The Bone Ritual
Date Published06 October 2017
Price£ 12.99

The Bone Ritual

by Julian Lees

Inspector Ruud Pujasumatra has to contend with a brutal serial killer, the visit of an old friend and his mother-in-law’s constant attempts to embarrass him.


A woman is brutally murdered in a Jakarta slum. She’s been choked to dead, her left hand has been amputated and a mah-jong tile has been stuffed into her throat. Inspector Ruud Pujasumatra is called to the crime scene and has to make sense of the killer’s actions.

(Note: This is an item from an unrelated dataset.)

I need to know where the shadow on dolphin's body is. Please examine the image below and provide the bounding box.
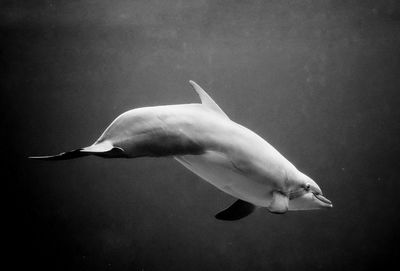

This is only the start. A second body turns up amidst rubbish bins and Ruud’s superiors want results that he can’t deliver. There’s a link between the women, he’s certain of it, but the connection – and the murderer – is determined to stay just out of reach.

Ruud has more than just a murderer on a baffling killing spree to contend with. His wife has left him for another man, but his mother-in-law is still turning up with food parcels, and seems determined to embarrass him in the office in front of his colleagues. But on the brighter side of his life, an old friend has arrived from Amsterdam. Imka Sneider’s aunt has been commissioned to paint a portrait of the president of Indonesia, who is flying them over, complete with Imke’s pet dog, and is determined to treat them to a lavish standard of living during their stay.

Imke’s aunt Erica is flamboyant, outrageous and largely oblivious to anything outside of her immediate sphere of interest. The writing seems over the top at times when it comes to Erica and her innate ability to cause havoc wherever she goes, but then Erica comes alive in Julian Lees’ hands and her embarrassing asides add light and amusement to a plot that at times threatens to be unrelentingly dark.

As the killings progress, Ruud becomes convinced that there’s a connection to the time, 15 years ago, when Imke and her family lived in Jakarta. Family is an important theme in the book and, with the aid of some clever red herrings, Lees maintains both tension and interest and does an excellent job of bringing Indonesia and its capital to life.

Serial killers are not usually my bag, but I liked The Bone Ritual a lot. Lees brings the setting to life without descending into Rough Guide to Indonesia style. The sparing use of some local words helps set the scene but never feels heavy handed or jarring. Ruud’s colleagues are an entertaining bunch and it’s interesting to see the investigations into the murders progress without the same resources that seem readily available in the average UK or US police procedural. Fingerprint analysis is a luxury that Ruud can rarely justify.

I will admit to having spent a large part of the book worrying about Kiki the dog, but Lees doesn’t go for cheap emotional punches. Instead he weaves a darkly compelling tale of family secrets, lies and murder. Whilst the reader is at times privy to the thoughts and feelings of the killer, the identity is neatly concealed and the final reveals, when they come, are deftly handled. The Bone Ritual is something of a slow burn, but once it hits its stride, there’s no looking back, until the past is forced to give up its secrets.